Practice perfects real-life rescue
Last July, Mike Wiedel and I joined fellow Milwaukee Sail & Power Squadron members Dennis and Janet Brown aboard their 42-foot Sea Ray to watch an air show over Lake Michigan.
But the real excitement occurred after the show. As we headed back to the marina, we heard a woman’s panicked voice on the radio calling the Coast Guard for help.
“There is a swimmer in the water off Bradford Beach,” she said.
This didn’t seem like a reason to panic, but she explained that the swimmer came from her boat and couldn’t make it back.
After getting the boat’s location and other details, the Coast Guard dispatcher asked the woman if she could use the boat to pick up the swimmer. She said she couldn’t start the engine but noted that the swimmer was wearing a personal flotation device.
Dennis immediately altered course and increased speed: We were headed to the rescue.
Mike spotted the man and pointed him out to Dennis, who steered the boat toward him.

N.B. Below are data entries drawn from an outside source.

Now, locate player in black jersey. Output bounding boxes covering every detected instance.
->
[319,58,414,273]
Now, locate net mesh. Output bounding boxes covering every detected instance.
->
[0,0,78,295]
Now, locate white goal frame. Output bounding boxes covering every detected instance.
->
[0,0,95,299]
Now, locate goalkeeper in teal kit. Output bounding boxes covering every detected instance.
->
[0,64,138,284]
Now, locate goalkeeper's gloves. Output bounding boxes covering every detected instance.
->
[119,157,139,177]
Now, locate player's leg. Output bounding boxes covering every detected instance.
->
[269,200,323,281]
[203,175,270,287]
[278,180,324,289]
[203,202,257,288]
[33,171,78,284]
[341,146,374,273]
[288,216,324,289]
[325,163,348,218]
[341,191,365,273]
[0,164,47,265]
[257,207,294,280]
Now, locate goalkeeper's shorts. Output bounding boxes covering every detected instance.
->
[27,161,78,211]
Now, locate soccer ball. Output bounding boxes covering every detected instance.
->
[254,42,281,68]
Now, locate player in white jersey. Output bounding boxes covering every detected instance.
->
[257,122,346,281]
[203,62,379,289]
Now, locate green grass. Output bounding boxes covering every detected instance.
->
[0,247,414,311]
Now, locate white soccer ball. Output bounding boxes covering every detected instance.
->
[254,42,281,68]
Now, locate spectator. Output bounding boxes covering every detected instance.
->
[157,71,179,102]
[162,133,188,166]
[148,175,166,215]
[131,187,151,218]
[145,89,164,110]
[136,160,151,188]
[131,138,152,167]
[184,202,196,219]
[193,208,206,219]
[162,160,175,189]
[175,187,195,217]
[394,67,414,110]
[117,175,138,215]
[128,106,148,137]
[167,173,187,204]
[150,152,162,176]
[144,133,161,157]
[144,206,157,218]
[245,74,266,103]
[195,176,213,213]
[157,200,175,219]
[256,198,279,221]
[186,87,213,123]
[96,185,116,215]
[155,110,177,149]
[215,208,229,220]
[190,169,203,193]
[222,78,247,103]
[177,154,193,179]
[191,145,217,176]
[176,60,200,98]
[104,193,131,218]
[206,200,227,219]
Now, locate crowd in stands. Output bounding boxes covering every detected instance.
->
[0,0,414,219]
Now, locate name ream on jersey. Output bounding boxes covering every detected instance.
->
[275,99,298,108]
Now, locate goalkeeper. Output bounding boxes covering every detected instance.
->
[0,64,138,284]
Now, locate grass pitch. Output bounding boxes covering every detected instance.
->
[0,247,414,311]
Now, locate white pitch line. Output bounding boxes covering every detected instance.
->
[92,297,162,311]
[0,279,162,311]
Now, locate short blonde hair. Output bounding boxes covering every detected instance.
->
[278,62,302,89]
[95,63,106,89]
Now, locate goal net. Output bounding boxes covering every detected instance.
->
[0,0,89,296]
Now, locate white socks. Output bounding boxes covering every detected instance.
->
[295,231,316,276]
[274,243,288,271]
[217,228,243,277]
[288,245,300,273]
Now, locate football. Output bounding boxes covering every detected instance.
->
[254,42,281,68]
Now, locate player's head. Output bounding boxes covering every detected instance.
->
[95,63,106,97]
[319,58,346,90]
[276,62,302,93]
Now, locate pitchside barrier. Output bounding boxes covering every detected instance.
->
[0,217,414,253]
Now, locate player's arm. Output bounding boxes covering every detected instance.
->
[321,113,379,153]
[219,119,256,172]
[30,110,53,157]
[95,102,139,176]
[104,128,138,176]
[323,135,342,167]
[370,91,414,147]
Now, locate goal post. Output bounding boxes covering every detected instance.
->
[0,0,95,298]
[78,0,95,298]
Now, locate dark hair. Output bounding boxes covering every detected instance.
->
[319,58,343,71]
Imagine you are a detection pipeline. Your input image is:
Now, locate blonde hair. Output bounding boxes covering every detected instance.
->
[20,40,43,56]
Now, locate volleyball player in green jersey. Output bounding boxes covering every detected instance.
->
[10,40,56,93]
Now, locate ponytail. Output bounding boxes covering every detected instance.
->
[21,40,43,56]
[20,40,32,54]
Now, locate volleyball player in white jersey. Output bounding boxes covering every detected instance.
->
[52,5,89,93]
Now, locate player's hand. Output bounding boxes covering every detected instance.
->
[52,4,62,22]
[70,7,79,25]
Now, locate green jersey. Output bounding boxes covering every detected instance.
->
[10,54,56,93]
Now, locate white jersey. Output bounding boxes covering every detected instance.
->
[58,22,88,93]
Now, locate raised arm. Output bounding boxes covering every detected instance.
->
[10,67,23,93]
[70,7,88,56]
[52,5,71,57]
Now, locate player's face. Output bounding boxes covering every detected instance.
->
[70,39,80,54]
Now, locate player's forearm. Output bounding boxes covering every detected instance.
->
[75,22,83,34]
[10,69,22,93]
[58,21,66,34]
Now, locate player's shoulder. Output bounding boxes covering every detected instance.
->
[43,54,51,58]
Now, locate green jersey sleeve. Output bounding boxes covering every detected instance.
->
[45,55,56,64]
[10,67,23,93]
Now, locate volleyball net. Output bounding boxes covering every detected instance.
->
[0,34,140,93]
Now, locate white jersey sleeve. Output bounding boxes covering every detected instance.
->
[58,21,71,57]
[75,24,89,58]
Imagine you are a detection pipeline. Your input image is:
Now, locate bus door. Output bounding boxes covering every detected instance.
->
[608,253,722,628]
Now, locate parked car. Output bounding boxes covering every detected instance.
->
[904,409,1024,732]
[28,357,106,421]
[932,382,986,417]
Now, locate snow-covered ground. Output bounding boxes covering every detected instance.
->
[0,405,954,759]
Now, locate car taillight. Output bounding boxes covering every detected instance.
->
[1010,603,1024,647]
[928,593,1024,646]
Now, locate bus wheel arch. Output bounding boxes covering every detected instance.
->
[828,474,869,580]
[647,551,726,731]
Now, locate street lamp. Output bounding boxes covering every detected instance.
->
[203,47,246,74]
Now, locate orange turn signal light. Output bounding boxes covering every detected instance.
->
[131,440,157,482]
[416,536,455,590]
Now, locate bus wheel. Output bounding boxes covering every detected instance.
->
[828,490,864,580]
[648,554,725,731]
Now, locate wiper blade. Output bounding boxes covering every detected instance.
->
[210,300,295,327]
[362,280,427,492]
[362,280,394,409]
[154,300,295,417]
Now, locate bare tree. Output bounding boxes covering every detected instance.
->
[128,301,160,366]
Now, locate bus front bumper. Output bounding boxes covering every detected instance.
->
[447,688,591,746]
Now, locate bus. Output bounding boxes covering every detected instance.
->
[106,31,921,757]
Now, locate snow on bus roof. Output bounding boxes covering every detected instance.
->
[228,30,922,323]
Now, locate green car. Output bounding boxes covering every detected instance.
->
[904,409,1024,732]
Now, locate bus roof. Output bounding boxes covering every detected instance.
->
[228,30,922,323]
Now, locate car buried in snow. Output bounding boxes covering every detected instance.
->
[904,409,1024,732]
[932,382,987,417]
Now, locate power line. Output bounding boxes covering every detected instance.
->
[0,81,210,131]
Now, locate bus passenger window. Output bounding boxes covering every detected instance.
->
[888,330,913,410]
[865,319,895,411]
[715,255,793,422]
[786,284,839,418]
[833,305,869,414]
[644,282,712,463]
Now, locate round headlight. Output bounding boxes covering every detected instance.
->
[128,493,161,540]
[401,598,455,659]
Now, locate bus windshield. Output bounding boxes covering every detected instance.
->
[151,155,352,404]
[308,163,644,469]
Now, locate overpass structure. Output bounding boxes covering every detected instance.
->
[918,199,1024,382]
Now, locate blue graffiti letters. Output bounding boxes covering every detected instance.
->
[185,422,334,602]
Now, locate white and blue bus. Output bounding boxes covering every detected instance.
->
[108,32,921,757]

Mike, who’s also a Coast Guard Auxiliarist, got on the radio and told the Coast Guard we had spotted the victim and were going in for the rescue.
In the meantime, Janet donned a PFD and prepared to toss the lifeline while Dennis brought the boat within throwing range. Janet’s aim was perfect. The man grabbed the line, and I motioned for Dennis to throw the engines into neutral. Then, Janet and I pulled the man to the boat, lowered the ladder and got him safely aboard the swim platform.
Even though the temperature was in the 90s, the water was only 67 degrees. So I gave the victim towels to dry off and examined him. Mike, who had been giving the Coast Guard dispatcher a play-by-play, told the dispatcher that the man was safely aboard and doing fine.
The man said he’d taken his family and friends out to watch the air show. When the show ended, he put on a PFD and jumped in the lake to cool off. Unfortunately, the boat wasn’t anchored, and he didn’t take a line so he could be pulled back. Then, the current carried him away from the boat, and he realized he couldn’t swim back.
After returning the man to his boat, we remained on the scene until he started the engine and headed for the marina.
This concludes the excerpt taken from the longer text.